Terranea Resort to pay $1.52 million to resolve hiring quote – Press Telegram
State regulators reached a $1.52 million settlement with Terranea Resort following a citation issued by the agency in March, alleging the resort violated California law by not rehiring terminated workers in a timely manner.
The California labor commissioner’s office said the settlement resolves the first-ever case under California’s recently enacted back-to-work law. The company has also agreed to recall several veteran employees.
Enacted last year, Senate Bill 93 requires hotels, event centers and other hospitality businesses to offer employees laid off due to the COVID-19-related tourism downturn the opportunity to return to work in vacancies for which they are qualified in order of seniority.
David Gomez Martinez, who was laid off after working at the Rancho Palos Verdes resort for 10 years, said his life hasn’t been easy.
“Being laid off during the pandemic has been devastating to me and my family,” Martinez said in a statement. “We struggled to pay our bills and keep food on the table.”
The labor commissioner’s investigation was prompted by complaints from employees alleging breaches of the recall law. More than a dozen Terranea workers — including servers, cooks and room attendants — have filed complaints.
The investigation found the resort failed to recall, or timely recall, 57 former workers. They will each receive a share of the $1.52 million settlement, with an average payout of $26,500.

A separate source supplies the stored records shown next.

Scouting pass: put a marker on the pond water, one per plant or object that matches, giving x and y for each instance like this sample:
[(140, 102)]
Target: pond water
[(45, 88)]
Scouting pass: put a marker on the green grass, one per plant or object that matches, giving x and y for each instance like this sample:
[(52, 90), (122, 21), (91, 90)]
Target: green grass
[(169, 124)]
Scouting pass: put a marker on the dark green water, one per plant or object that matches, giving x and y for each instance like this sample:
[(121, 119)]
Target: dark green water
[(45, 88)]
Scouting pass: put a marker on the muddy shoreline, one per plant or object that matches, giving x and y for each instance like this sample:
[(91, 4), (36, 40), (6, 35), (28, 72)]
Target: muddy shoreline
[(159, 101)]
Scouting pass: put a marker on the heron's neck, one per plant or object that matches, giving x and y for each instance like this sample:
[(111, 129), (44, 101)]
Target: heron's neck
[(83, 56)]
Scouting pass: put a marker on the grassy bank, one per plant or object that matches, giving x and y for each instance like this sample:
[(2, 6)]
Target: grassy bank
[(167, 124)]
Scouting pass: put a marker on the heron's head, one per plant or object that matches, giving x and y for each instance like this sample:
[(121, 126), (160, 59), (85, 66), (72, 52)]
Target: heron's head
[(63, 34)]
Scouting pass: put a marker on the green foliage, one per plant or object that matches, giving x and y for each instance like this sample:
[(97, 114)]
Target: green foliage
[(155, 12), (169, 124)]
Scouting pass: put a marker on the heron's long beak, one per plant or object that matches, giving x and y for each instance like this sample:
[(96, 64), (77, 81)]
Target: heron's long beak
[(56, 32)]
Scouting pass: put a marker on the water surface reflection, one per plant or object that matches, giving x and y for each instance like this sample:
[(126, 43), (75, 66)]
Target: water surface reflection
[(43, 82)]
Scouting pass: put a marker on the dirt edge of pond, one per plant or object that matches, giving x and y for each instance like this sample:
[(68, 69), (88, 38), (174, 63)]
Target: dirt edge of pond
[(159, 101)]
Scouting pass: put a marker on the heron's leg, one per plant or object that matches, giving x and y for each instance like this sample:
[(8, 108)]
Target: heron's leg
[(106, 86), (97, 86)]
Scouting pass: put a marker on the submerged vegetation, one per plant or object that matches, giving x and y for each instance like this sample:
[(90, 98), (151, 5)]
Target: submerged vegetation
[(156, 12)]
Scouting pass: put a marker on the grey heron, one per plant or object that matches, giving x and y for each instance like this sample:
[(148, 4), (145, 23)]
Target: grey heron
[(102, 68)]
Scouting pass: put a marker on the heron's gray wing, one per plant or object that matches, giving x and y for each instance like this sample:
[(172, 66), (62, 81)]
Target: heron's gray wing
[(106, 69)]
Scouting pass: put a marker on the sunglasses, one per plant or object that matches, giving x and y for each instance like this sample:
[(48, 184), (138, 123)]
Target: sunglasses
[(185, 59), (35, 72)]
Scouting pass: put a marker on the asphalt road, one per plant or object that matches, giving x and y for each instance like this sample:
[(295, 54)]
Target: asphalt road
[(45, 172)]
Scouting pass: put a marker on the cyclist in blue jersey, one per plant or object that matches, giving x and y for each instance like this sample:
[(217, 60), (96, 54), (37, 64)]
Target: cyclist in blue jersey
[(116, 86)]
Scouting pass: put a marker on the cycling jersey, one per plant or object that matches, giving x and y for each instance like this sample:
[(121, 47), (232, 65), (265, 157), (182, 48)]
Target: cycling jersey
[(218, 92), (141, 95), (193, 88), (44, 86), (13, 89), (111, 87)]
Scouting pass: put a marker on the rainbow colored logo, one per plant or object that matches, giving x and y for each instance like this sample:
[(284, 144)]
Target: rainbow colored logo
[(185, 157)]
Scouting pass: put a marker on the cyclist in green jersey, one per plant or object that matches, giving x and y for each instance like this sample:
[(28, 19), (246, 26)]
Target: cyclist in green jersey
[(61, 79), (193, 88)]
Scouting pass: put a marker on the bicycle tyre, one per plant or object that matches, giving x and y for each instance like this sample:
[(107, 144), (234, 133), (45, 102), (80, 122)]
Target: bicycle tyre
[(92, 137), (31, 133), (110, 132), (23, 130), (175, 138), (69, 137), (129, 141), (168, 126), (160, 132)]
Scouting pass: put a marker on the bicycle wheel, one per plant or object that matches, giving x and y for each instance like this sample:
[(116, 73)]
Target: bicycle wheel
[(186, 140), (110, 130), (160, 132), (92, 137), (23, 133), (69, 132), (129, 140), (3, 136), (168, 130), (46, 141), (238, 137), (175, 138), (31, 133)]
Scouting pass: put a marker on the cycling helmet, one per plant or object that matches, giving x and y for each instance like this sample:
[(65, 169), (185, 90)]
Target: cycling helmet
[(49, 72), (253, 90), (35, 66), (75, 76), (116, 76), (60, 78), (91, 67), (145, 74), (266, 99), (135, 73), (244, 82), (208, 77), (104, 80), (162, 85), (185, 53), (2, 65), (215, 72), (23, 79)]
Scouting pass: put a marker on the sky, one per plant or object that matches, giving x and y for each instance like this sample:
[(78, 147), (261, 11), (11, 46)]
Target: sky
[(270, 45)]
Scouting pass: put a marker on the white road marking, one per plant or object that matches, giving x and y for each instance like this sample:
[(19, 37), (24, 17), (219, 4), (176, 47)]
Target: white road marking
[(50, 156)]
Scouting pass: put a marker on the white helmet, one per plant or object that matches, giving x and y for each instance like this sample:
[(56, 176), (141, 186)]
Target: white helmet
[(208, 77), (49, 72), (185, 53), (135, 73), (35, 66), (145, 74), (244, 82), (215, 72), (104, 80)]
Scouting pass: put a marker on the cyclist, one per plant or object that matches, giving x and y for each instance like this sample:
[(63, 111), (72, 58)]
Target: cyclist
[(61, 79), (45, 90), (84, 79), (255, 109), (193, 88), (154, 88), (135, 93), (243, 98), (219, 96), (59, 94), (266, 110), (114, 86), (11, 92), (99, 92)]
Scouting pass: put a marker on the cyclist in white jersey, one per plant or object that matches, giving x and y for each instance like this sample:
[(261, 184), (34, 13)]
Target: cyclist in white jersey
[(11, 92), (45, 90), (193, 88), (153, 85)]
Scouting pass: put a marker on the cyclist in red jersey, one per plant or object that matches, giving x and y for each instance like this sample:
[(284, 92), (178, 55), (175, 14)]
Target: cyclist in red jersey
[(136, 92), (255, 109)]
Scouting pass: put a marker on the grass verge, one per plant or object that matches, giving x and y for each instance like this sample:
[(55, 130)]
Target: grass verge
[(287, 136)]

Under the law, damages are calculated based on the number of days a worker waits to be offered vacancies for which they are qualified. The company will also pay $5,300 in civil penalties to the State of California.
In a statement on Friday, Terranea said it was committed to bringing back its pre-pandemic workforce in a process that began long before SB 93 took effect.
“We delivered on that commitment, with more than 800 employees returning to the property today,” the company said. “This investigation was the consequence of vague and ill-defined language in SB 93.”
Terranea denies all allegations made in the wage citation.
Terranea workers were at the forefront of the campaign to enact SB-93. Regulators say the company laid off most of its employees without committing to rehire them and also halted their health care at the start of the pandemic.
Kurt Petersen, co-chairman of Unite Here Local 11, which has fought for the law and helped workers file complaints, called it a “tremendous victory”.
“This massive settlement sends a powerful message to the entire hospitality industry that these worker protections have real teeth and companies can violate them at their peril,” Petersen said.
Martinez is happy with the settlement.
“I’m really happy to know that I’m going to get my job back,” he said. “Sad, it took state intervention to make sure Terranea abided by the law.”